The family -- a couple, their children aged five, eight, 10 and 12 and an uncle -- were snatched in northern Cameroon by six gunmen on three motorbikes yesterday and officials said they had been taken across the border into Nigeria.
With the latest abduction, France has overtaken the United States as the country with the most number of hostages held abroad, with 15 nationals in captivity against nine Americans.
"We are doing everything with the help of authorities in Cameroon and Nigeria to find our compatriots," government spokeswoman Najat Vallaud-Belkacem quoted Hollande as telling a cabinet meeting.
The French foreign ministry in a notice urged citizens in the far north "to leave the area as quickly as possible" and advised against travel to areas bordering Nigeria until further notice.
Foreign Minister Laurent Fabius said France would not give in to "terrorists," a seeming allusion that ransom will not be considered.

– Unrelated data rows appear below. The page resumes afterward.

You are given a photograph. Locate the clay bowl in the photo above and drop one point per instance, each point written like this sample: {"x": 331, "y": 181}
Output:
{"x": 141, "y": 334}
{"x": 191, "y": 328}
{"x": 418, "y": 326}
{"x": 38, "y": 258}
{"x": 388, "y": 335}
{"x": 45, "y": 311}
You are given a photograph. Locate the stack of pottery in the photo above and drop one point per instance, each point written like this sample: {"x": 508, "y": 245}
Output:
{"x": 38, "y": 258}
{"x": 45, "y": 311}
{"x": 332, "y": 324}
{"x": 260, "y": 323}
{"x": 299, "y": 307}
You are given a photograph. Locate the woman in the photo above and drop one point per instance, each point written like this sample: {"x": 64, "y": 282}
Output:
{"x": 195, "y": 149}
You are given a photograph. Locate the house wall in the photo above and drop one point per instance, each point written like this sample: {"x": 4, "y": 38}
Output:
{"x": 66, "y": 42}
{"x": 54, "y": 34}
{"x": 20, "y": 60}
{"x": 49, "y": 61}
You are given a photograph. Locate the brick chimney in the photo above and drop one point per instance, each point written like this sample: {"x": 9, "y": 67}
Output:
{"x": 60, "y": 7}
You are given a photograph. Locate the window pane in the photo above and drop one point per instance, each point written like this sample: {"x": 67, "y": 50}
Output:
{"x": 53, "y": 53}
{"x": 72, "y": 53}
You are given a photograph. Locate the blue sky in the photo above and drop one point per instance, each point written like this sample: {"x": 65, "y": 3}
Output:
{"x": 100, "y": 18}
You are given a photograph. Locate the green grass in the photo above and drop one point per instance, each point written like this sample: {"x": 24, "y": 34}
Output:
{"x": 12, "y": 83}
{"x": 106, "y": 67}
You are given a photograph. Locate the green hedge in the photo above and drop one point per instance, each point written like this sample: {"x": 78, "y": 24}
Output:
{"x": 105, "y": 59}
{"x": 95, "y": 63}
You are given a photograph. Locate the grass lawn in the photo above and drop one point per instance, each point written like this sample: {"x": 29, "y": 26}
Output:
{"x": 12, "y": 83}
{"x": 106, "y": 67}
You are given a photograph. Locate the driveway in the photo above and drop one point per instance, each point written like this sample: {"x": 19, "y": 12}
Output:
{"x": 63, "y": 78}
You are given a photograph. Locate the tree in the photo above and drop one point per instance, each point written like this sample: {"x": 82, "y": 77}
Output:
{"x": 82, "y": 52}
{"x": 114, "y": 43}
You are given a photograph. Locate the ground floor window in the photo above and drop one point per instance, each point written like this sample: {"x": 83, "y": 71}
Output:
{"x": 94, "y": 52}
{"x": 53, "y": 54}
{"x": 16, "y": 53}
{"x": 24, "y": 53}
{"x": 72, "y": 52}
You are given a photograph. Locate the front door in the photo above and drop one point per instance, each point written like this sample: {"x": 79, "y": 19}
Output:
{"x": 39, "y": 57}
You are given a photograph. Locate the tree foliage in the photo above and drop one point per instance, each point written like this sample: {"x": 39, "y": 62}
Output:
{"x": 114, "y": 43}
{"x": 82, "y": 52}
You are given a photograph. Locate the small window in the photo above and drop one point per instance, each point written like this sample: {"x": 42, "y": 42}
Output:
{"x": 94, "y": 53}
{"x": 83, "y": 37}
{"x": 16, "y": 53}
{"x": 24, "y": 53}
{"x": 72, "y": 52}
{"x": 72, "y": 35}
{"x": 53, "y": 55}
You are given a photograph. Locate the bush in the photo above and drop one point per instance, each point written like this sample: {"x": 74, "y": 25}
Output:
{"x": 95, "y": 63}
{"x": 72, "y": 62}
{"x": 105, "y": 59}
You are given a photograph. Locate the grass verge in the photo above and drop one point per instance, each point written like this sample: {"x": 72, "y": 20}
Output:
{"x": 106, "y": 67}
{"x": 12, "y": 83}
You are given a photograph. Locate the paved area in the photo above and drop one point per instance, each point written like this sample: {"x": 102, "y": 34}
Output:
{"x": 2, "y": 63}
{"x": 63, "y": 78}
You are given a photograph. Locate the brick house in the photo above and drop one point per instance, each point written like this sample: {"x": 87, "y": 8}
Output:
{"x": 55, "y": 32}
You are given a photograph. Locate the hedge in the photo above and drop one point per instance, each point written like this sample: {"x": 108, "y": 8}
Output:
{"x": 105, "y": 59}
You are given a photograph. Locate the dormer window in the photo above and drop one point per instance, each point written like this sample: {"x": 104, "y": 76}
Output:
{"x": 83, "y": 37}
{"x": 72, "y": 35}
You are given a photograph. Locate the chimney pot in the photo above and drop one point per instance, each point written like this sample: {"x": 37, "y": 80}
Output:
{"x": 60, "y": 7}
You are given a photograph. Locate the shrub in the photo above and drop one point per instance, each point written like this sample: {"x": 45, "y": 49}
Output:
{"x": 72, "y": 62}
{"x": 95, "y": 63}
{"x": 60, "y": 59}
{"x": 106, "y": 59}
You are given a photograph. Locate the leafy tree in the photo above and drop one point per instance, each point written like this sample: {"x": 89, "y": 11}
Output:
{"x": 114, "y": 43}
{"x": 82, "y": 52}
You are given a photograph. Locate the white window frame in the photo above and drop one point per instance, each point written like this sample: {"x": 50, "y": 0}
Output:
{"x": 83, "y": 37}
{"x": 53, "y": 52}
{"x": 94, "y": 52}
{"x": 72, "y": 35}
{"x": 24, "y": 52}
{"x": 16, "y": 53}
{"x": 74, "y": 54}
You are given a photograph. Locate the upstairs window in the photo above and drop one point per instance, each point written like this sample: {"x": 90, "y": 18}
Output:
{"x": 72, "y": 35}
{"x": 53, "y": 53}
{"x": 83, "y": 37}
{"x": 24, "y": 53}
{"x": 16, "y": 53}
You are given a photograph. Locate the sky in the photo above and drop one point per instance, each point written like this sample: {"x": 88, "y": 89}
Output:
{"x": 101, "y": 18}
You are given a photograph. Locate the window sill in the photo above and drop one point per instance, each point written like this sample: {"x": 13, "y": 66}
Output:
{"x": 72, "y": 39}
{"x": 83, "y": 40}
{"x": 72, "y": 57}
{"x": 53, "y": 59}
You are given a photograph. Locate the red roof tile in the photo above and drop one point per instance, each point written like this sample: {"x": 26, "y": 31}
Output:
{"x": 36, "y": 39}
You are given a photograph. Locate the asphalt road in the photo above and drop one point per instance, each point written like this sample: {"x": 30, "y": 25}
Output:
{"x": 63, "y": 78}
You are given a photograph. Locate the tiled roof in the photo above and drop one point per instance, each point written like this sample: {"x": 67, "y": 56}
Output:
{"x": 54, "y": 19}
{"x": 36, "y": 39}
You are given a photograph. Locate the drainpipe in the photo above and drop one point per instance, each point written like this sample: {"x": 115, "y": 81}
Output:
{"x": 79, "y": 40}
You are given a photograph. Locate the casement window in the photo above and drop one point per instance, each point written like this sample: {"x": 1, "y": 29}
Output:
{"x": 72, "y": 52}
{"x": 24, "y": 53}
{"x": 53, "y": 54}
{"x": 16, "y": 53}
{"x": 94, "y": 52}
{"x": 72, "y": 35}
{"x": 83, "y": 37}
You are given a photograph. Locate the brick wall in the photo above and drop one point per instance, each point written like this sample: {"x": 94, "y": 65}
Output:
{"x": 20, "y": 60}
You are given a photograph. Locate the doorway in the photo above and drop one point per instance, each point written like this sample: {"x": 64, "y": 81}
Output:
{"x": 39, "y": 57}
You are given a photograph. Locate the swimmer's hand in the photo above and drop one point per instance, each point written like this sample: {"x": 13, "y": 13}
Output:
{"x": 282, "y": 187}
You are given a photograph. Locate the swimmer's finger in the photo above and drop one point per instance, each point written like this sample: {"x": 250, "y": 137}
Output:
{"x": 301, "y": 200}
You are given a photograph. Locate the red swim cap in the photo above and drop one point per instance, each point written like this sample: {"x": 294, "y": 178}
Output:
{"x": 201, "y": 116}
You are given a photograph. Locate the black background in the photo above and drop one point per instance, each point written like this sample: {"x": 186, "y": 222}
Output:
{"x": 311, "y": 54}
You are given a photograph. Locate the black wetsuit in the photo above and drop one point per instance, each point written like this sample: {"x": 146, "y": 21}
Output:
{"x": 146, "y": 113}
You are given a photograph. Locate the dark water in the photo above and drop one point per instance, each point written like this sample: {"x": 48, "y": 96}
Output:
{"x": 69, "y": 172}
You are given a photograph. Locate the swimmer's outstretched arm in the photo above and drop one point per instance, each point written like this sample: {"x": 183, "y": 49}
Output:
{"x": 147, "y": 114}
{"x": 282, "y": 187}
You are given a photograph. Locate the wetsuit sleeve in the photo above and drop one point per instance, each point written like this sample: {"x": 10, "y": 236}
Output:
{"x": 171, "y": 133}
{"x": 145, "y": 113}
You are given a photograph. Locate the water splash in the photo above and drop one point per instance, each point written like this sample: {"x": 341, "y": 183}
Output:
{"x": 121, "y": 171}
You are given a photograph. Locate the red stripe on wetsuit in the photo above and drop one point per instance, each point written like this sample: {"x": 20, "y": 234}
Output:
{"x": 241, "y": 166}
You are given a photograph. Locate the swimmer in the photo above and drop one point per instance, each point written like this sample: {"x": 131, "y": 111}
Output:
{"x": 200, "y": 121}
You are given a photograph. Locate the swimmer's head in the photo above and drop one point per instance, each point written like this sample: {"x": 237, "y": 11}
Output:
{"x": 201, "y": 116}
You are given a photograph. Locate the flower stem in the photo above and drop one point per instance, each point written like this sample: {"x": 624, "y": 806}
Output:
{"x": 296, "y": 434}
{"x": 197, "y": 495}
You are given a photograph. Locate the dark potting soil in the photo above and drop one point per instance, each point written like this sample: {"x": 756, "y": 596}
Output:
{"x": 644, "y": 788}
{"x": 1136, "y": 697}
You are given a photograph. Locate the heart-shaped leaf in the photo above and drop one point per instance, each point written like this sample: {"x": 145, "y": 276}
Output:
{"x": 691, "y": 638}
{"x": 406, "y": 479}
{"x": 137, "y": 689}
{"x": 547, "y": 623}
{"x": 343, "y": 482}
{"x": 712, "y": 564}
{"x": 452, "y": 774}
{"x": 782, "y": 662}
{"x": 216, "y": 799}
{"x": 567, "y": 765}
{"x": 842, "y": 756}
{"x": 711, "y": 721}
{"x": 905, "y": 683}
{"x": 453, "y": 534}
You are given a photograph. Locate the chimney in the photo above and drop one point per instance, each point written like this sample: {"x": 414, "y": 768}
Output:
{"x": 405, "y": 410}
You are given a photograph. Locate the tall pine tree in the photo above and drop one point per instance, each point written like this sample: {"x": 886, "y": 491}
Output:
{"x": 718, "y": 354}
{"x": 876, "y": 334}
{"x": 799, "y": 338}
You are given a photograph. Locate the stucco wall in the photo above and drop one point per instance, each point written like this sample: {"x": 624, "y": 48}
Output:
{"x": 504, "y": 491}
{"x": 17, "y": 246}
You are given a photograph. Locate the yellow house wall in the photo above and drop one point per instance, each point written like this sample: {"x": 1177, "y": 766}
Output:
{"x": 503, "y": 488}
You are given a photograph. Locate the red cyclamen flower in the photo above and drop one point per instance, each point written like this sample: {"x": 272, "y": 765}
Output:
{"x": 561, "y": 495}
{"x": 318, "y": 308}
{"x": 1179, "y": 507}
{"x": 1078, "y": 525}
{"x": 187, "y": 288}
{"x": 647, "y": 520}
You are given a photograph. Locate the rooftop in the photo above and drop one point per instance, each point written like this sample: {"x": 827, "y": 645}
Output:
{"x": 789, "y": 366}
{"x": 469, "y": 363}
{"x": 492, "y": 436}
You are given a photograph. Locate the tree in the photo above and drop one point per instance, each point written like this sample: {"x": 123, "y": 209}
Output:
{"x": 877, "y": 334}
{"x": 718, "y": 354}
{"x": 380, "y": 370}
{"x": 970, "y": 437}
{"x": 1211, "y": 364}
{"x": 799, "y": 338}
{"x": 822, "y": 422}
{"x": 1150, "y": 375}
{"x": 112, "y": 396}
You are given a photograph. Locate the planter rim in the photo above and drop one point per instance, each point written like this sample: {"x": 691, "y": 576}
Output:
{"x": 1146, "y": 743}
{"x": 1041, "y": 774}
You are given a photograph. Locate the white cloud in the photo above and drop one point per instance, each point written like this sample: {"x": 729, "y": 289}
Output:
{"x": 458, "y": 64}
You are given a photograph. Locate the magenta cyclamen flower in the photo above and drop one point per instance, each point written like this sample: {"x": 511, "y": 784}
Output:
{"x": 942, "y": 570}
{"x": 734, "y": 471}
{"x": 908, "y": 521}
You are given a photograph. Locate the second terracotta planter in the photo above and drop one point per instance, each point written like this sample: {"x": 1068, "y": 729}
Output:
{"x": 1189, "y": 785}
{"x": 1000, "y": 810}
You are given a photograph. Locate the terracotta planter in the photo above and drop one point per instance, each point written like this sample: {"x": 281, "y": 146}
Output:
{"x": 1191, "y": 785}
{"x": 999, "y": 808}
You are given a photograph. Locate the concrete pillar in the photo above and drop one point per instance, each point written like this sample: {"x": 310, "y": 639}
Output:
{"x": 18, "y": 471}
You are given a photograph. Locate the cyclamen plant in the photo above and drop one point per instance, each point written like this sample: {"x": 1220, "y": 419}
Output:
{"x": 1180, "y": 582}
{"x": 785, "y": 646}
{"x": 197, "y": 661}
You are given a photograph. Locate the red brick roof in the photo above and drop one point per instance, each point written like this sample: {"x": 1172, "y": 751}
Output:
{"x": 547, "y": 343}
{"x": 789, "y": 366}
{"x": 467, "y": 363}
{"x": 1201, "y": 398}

"This adds to the other hostage-takings. Sadly France is one the countries that is perhaps most affected by this," he said.
French authorities have launched a preliminary investigation into the "kidnapping staged by a terrorist organisation," a judicial source said. Such cases are routinely opened when crimes are committed against French citizens abroad.
The ministry could not say how many French citizens are believed to be in the north but 6,200 in total are registered as living in Cameroon.
"We believe that the Boko Haram sect carried out this kidnapping, but we don't yet have a claim of responsibility," Le Drian told France 2 television.
"These are groups that claim the same fundamentalism, who use the same methods, whether it's in Mali, Somalia or Nigeria," he said.